Enveloppe du festival d'Adélaïde 2025

C'est l'une des expériences les plus inconfortables que j'ai eues dans un théâtre. Je ne pouvais pas le recommander plus. Le public est divisé en deux et assis sur des gradins positionnés de chaque côté de la petite scène. Cela signifie que la plupart d'entre nous sont soit au niveau des yeux avec les interprètes, soit en regardant vers le bas plutôt que. Cela signifie également que nous pouvons observer l'autre moitié du public alors qu'ils peuvent, à leur tour, nous observer.

Les artistes arrivent soudainement et commencent directement à s'engager avec des observateurs à la fois par contact visuel et un choix chaotique de mots. Au fur et à mesure que l'œuvre évolue, il est impossible de prédire ce qui se passera ensuite; Il y a de la musique improvisée, «Ugly Dance» et même l'application de l'hydratant. C'est Une langue calme par Australian Dance Theatre dans le cadre du festival d'Adélaïde. Et, à travers l'espace d'une heure, les danseurs et le seul musicien sur scène décomposent la barrière entre le public et l'artiste.

Une langue calme de l'Australian Dance TheatreCrédit: Morgan Spette

Quand il se termine, il y a une ovation debout partielle tandis que l'homme à côté de moi n'applaudisait pas. Une langue calme est rauque et joyeux, oui, mais il est confronté aussi. En ne permettant pas à la suppression qui va normalement de pair avec les arts du spectacle, cela vous rappelle que même en tant que membre du public, vous êtes un participant actif à l'expérience. Lorsqu'un artiste vous regarde mort dans les yeux, vous ne pouvez pas prétendre que les arts sont quelque chose qui se produit dans un monde abstrait séparé de la nôtre – il souligne qu'ils sont créés par des personnes réelles, et elles sont tissées dans toute notre vie quotidienne.

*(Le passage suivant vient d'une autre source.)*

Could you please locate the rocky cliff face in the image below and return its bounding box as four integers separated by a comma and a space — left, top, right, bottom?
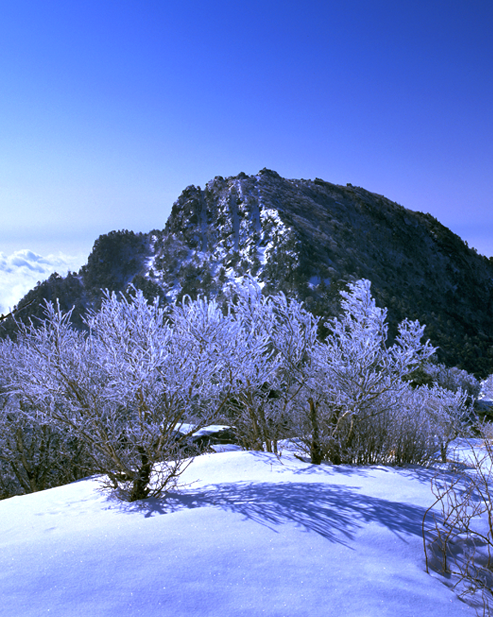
3, 169, 493, 375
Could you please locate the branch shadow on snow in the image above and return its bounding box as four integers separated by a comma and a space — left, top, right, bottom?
124, 482, 424, 545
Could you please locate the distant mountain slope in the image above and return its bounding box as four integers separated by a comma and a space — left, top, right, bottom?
6, 169, 493, 376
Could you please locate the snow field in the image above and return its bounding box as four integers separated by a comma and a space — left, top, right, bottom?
0, 451, 475, 617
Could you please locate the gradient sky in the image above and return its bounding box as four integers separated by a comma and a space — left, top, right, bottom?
0, 0, 493, 290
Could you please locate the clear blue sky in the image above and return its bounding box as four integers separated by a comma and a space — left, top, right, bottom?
0, 0, 493, 256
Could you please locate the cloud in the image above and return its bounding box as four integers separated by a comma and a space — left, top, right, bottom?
0, 249, 87, 313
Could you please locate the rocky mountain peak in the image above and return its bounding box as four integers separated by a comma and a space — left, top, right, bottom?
3, 169, 493, 374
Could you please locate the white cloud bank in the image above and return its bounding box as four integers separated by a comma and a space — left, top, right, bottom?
0, 249, 87, 313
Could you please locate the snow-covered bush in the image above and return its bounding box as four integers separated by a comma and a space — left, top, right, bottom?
292, 280, 434, 464
0, 341, 93, 497
0, 292, 235, 500
421, 362, 481, 402
223, 278, 318, 452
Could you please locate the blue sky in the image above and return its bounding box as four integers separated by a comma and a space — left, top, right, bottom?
0, 0, 493, 308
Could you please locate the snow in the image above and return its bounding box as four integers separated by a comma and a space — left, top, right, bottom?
0, 451, 475, 617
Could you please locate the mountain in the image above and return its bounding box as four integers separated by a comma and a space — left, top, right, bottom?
4, 169, 493, 377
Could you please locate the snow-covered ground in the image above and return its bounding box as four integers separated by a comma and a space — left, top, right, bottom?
0, 451, 475, 617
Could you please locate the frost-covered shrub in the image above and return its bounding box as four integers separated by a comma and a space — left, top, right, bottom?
292, 280, 434, 463
223, 278, 318, 452
0, 395, 95, 498
0, 292, 236, 500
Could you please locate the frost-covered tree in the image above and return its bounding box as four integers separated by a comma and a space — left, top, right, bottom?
300, 280, 434, 463
1, 292, 240, 500
224, 278, 318, 452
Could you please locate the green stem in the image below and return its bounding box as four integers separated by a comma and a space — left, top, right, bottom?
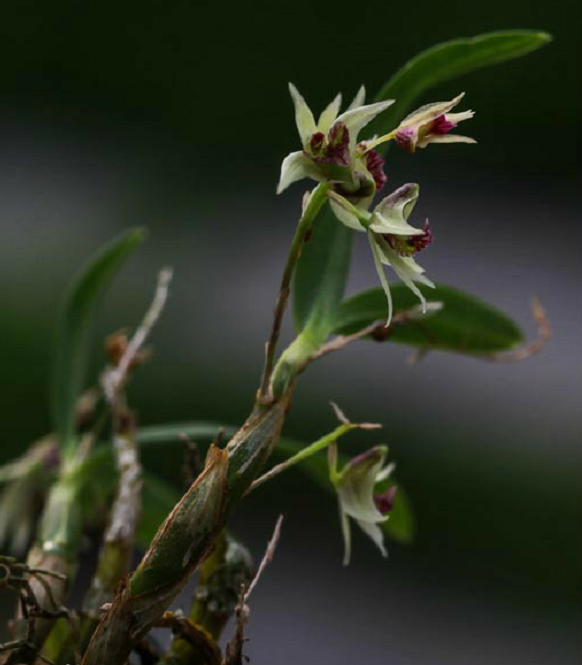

Le festival d'Adélaïde de cette année aurait pu être un chaos absolu, mais, au moins sa tranche que j'ai vue, ne semblait pas impactée par les défis et le tumulte auquel est confronté. La directrice artistique Ruth Mackenzie est partie brusquement après seulement deux ans dans le rôle, ce qui a conduit à l'ancien AD Brett Sheehy pour revenir à titre intérimaire et terminer la programmation pour le festival 2025. L'ancienne directrice artistique et co-PDG du Malthouse Theatre de Melbourne, Matthew Lutton, a depuis été annoncée comme successeur de Mackenzie.

Le week-end d'ouverture a fait ce qu'un festival fait le mieux; Offert une gamme éclectique d'arts pour plonger les participants à la fois dans le familier et le difficile.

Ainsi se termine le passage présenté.